A convergent growth approach to electroactive ferrocene rich carbosilane- and siloxane-based dendrons, dendrimers, and dendronized polymers

Abstract

The construction of the first members of a novel family of structurally well-defined, ferrocenyl rich, dendritic macromolecules based on carbosilane skeletons and siloxane linkages has been achieved via a convergent growth approach.
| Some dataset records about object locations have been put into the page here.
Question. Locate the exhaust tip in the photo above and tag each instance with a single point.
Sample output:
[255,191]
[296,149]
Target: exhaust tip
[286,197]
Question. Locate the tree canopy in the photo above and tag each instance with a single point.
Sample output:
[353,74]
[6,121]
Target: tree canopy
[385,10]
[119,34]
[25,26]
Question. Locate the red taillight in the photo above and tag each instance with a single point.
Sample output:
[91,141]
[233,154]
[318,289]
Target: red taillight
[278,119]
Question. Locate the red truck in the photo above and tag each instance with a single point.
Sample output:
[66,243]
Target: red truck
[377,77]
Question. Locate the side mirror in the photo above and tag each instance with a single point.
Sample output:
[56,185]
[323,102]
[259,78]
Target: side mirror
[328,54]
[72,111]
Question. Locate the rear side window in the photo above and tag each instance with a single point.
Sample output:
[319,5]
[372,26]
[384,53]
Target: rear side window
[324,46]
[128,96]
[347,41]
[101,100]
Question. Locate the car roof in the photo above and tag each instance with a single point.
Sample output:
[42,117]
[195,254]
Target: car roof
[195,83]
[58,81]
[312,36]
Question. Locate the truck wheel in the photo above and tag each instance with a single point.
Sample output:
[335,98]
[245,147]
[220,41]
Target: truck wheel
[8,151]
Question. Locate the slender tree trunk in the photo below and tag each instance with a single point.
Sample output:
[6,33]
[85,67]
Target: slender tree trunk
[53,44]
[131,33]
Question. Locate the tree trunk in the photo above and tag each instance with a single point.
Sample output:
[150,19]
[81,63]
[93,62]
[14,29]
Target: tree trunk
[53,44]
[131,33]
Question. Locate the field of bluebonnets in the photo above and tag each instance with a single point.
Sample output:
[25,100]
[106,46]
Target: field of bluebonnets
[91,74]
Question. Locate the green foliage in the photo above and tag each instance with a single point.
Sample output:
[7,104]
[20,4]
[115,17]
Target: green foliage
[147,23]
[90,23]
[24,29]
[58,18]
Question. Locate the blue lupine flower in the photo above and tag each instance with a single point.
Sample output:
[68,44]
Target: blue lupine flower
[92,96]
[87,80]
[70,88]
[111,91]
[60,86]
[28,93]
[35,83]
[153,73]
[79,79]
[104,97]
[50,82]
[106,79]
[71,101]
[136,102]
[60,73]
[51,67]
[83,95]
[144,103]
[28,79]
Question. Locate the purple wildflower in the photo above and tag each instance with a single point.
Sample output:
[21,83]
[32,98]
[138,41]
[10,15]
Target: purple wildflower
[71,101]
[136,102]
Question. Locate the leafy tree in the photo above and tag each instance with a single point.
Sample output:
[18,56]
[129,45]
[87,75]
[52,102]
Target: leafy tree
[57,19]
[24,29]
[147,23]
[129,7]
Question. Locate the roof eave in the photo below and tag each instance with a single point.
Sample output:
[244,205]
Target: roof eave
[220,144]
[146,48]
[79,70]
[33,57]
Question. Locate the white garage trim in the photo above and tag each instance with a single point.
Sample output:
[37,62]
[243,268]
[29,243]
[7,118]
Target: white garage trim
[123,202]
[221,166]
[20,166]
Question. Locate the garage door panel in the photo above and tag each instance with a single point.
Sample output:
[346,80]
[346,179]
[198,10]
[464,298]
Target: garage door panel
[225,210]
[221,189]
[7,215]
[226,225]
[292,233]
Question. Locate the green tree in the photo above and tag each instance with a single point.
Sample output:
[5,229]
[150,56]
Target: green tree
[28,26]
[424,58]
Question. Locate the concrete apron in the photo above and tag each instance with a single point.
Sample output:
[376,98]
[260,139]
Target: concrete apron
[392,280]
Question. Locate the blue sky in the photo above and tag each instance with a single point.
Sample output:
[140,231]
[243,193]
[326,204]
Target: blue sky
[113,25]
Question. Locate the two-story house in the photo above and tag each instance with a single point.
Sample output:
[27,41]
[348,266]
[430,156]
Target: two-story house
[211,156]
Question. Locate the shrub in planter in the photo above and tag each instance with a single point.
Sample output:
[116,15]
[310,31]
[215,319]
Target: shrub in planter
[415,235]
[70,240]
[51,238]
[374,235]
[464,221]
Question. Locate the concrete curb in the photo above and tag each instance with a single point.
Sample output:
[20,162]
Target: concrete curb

Starting from triferrocenylvinylsilane Fc₃SiCHCH₂ (1) (Fc = Fe(η⁵-C₅H₄)(η⁵-C₅H₅) as the key monomer, the sequential utilization of platinum-catalyzed hydrosilylation and alkenylation steps with Grignard reagents (allylmagnesium bromide) can be applied to prepare three different branched structures: multiferrocenyl-terminated dendrons 2 and 3, dendrimers 4 and 5, and dendronized polymers 7_n–9_n. All of the dendritic metallomacromolecules have been thoroughly characterized using a combination of elemental analysis, multinuclear (¹H, ¹³C, ²⁹Si) NMR spectroscopy, FT-IR and MALDI-TOF mass spectrometry, to establish their chemical structures and properties. The molecular structures of G1-dendron 3 and dendrimer 4, containing six and nine ferrocenyl units, respectively, have been successfully determined by single-crystal X-ray analysis, compound 4 being the branched multiferrocenyl-containing siloxane with the highest number of Fc substituents whose structure has been reported so far. Electrochemical studies (using cyclic voltammetry (CV) and square wave voltammetry (SWV) performed in dichloromethane solution with [PF₆]⁻ and [B(C₆F₅)]⁴⁻ as supporting electrolyte anions of different coordinating abilities) reveal that all the macromolecular compounds obtained exhibit a three-wave redox pattern, suggesting appreciable electronic interactions between the silicon-bridged triferrocenyl moieties as they are successively oxidized. In addition, dendrimer 5 and dendronized polymers 7_n–9_n, with 12 and 4 < n < 14 ferrocenyl units, respectively, linked in threes around the periphery, undergo remarkable oxidative precipitation in CH₂Cl₂/[n-Bu₄N][PF₆] and are able to form chemically modified electrodes with stable electroactive films.